Both of those sides had more quality and, therefore, less incentive to throw all of their eggs into the Fabregas basket and both ultimately regarded him as disposable. In essence, the Catalan’s career is another incarnation of the ‘would you rather be Matt Le Tissier [an immortal legend at a relatively small club] or John O’Shea [a bit part player with a sack of medals]?’ debate. I don’t think Fabregas peaked at Arsenal physically or mentally, but he played his best football there because the circumstances were ripe for him to do so.

Like Liam Brady, Fabregas left Arsenal with a solitary FA Cup medal for a team on the continent at a time when the Gunners were struggling to compete. I think, as with Brady, Arsenal fans understood Cesc’s decision to go- especially given his hometown club had just constructed one of the greatest club sides ever under the tutelage of Fabregas’ footballing icon. Even the most one-eyed Arsenal fan could see the attraction.

Had Barca been anything other than Guardiola’s dream team at that point, I think he might have given Arsenal another few years. But of course, how you feel about the circumstances of his departure will be a deciding factor as to how you regard him. How you feel about the strike during pre-season to help Barca force the price down when they were already the only team in play, how you feel about him preferring the Spanish Grand Prix to his side’s fixture at Fulham on the final day of the 2010-11 season. Does one consider these grievous insults? Do the wounds linger? Or is it just par the course in modern football?

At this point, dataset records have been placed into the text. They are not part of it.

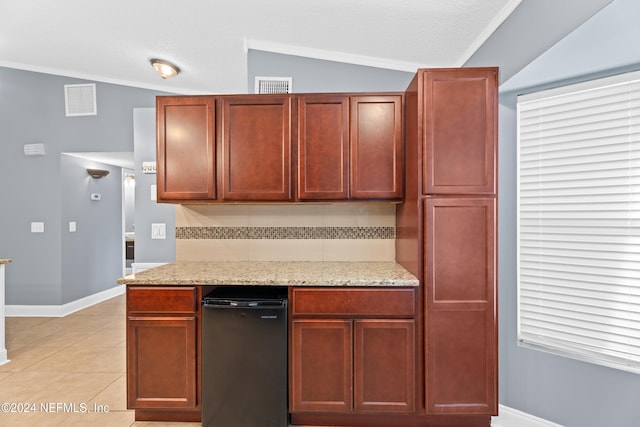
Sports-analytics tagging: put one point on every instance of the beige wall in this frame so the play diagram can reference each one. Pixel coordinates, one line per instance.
(337, 232)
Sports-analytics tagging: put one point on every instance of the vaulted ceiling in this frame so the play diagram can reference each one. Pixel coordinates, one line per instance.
(113, 40)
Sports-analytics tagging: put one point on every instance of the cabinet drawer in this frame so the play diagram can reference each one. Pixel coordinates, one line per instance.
(162, 299)
(353, 302)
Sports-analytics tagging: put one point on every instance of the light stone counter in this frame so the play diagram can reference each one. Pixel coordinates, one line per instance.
(3, 349)
(276, 273)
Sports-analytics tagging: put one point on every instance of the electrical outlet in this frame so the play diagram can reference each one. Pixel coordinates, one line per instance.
(158, 231)
(37, 227)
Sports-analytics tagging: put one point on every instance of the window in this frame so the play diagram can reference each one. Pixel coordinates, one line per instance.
(579, 221)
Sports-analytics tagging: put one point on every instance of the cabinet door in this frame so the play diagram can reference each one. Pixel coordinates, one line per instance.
(321, 366)
(384, 366)
(376, 147)
(460, 319)
(186, 157)
(323, 147)
(460, 121)
(256, 144)
(161, 362)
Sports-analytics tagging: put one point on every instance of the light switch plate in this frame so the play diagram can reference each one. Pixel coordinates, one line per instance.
(159, 231)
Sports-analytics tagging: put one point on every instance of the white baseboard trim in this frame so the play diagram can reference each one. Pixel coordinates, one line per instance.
(64, 309)
(509, 417)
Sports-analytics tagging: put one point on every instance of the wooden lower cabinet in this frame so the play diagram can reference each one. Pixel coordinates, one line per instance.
(363, 365)
(346, 357)
(384, 365)
(163, 376)
(321, 365)
(163, 353)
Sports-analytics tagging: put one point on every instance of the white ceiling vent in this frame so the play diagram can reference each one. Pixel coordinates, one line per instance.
(80, 100)
(274, 85)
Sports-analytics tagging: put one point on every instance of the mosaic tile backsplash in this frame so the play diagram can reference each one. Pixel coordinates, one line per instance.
(285, 233)
(295, 232)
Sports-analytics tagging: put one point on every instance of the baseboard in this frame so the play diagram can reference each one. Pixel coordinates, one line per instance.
(64, 309)
(509, 417)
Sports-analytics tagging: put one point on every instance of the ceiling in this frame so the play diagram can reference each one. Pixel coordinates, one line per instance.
(112, 41)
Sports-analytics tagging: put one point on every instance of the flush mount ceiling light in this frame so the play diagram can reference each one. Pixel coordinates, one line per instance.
(97, 173)
(165, 68)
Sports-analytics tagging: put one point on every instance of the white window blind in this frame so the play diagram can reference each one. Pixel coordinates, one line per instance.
(579, 221)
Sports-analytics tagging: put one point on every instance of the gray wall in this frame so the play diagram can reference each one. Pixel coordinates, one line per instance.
(314, 75)
(92, 256)
(569, 392)
(32, 111)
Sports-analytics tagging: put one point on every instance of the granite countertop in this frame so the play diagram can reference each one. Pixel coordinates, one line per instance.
(275, 273)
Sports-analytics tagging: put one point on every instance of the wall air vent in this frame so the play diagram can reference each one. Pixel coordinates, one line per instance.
(80, 100)
(274, 85)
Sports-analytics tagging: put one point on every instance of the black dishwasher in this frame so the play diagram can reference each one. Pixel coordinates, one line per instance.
(244, 357)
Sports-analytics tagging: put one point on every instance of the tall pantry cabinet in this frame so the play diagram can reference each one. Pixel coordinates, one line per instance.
(446, 234)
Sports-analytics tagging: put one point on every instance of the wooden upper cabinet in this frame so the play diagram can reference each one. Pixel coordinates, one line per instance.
(323, 147)
(256, 148)
(186, 156)
(376, 147)
(460, 108)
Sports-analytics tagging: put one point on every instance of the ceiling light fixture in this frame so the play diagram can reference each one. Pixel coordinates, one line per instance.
(164, 68)
(97, 173)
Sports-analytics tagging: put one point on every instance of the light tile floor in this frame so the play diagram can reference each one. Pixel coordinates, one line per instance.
(68, 371)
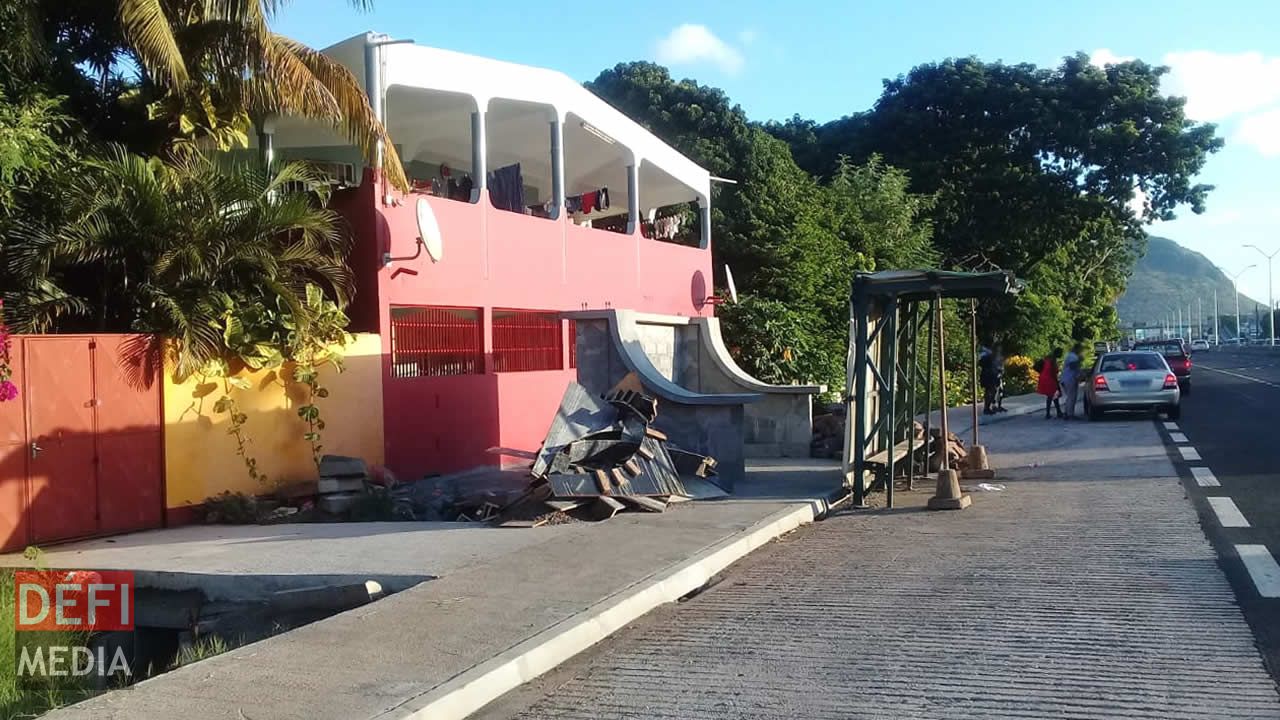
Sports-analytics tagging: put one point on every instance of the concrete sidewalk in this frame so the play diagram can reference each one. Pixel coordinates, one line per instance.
(444, 647)
(1086, 589)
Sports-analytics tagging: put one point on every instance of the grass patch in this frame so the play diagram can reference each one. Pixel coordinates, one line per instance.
(31, 697)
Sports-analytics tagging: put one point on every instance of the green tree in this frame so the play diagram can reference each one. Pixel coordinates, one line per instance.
(176, 249)
(206, 71)
(1032, 171)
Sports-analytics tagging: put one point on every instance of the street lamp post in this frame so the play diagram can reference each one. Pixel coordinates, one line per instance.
(1271, 297)
(1235, 288)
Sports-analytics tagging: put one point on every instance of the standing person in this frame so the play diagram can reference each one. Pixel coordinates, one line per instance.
(1070, 383)
(1047, 382)
(999, 361)
(990, 381)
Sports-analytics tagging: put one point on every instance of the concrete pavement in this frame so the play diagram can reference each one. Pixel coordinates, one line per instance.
(444, 647)
(1084, 589)
(1229, 422)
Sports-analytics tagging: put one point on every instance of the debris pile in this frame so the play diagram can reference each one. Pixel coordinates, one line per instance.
(828, 432)
(602, 456)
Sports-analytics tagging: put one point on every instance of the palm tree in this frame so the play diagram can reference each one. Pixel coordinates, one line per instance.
(218, 65)
(178, 249)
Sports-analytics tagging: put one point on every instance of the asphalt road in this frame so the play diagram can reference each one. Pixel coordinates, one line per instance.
(1232, 419)
(1086, 589)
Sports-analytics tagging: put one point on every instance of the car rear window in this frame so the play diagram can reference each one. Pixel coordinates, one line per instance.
(1166, 349)
(1130, 361)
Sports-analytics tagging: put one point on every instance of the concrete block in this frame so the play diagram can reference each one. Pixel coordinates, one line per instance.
(338, 502)
(327, 486)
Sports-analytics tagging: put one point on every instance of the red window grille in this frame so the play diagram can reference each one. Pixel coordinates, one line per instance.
(437, 341)
(525, 340)
(572, 343)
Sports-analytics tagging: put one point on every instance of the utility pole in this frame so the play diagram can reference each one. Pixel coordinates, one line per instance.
(1271, 297)
(1235, 288)
(1217, 336)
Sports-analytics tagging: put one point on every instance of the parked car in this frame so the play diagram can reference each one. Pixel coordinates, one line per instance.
(1176, 355)
(1133, 381)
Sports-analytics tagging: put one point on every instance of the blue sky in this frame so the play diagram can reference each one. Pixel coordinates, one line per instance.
(826, 60)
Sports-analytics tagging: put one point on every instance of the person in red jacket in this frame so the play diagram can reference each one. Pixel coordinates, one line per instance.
(1047, 383)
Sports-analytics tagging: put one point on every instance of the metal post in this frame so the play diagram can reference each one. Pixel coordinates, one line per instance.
(891, 329)
(942, 382)
(858, 402)
(914, 340)
(928, 390)
(973, 336)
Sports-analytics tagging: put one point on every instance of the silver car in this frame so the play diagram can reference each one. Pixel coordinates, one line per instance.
(1132, 381)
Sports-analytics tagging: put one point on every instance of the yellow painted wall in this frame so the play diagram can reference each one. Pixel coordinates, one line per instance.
(200, 455)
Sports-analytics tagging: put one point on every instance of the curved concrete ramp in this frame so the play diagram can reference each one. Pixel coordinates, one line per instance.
(781, 424)
(657, 349)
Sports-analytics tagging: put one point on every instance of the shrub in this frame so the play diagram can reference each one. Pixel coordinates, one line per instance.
(1020, 377)
(232, 509)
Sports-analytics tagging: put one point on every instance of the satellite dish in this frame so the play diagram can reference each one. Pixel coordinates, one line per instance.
(732, 288)
(429, 231)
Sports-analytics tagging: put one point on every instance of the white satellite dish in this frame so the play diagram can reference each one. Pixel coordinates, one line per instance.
(732, 288)
(429, 231)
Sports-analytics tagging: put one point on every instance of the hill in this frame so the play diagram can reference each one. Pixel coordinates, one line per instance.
(1171, 276)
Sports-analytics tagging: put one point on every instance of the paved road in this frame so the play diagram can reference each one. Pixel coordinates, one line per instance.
(1084, 589)
(1232, 419)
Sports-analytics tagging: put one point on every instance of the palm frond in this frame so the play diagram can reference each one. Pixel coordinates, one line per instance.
(301, 81)
(150, 33)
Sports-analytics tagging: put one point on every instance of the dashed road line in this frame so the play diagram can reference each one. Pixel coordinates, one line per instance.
(1262, 568)
(1205, 478)
(1242, 377)
(1228, 514)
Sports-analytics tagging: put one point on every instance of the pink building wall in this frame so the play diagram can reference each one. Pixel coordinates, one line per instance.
(497, 259)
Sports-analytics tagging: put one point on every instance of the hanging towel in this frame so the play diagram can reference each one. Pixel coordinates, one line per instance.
(507, 188)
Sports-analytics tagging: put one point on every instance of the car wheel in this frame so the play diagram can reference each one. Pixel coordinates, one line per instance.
(1095, 414)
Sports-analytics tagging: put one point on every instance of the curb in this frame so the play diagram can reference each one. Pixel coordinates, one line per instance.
(471, 689)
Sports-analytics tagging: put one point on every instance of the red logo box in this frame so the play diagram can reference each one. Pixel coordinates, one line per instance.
(73, 600)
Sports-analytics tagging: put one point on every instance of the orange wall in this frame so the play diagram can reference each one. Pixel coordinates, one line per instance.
(200, 455)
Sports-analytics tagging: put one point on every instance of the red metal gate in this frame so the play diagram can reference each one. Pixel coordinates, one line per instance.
(81, 450)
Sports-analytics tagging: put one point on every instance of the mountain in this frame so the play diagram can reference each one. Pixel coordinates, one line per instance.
(1170, 276)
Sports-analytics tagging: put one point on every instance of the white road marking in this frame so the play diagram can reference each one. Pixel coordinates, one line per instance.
(1242, 377)
(1205, 478)
(1262, 568)
(1228, 514)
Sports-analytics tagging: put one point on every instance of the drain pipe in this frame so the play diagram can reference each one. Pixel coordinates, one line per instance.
(374, 91)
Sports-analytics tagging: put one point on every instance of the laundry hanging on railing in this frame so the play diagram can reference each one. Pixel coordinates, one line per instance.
(662, 228)
(589, 201)
(507, 188)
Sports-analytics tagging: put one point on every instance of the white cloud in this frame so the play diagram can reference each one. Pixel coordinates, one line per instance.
(1261, 131)
(1102, 58)
(691, 44)
(1219, 86)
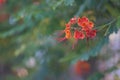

Likewise, his subsequent decision to join Chelsea is not straightforward ‘emotionally’ speaking. The player himself suggests he would have been open to a return to Arsenal, but the club didn’t want him. We all struggled to reconcile Fabregas wearing Chelsea blue, some cannot forgive it and regard it as an opening of old wounds. Others find mitigation in Arsenal’s decision to pass up on an emotional reunion.

That’s the crux of the matter, it comes down to how you feel about those incidents and, true to form, there is a schism in the fan base on that score. There is not really a right or wrong answer. The question of who qualifies as a club ‘legend’ is fraught with difficulty at the best of times because it’s impossible to devise an MOU of what a ‘legend’ actually is. Usually, a set of fans just know somehow.

Fabregas’ case is fascinating because there is so little emotional consensus on the circumstances of his departure. Contrarily, the relatively weak teams in which he played made his star burn more brightly, lending him a kind of pathos too. Cesc’s Arsenal legacy is a mass of contradictions. Maybe we don’t have to debate whether or not he was a ‘legend’, maybe that he is worthy of conversation after all these years is a legacy all of its own.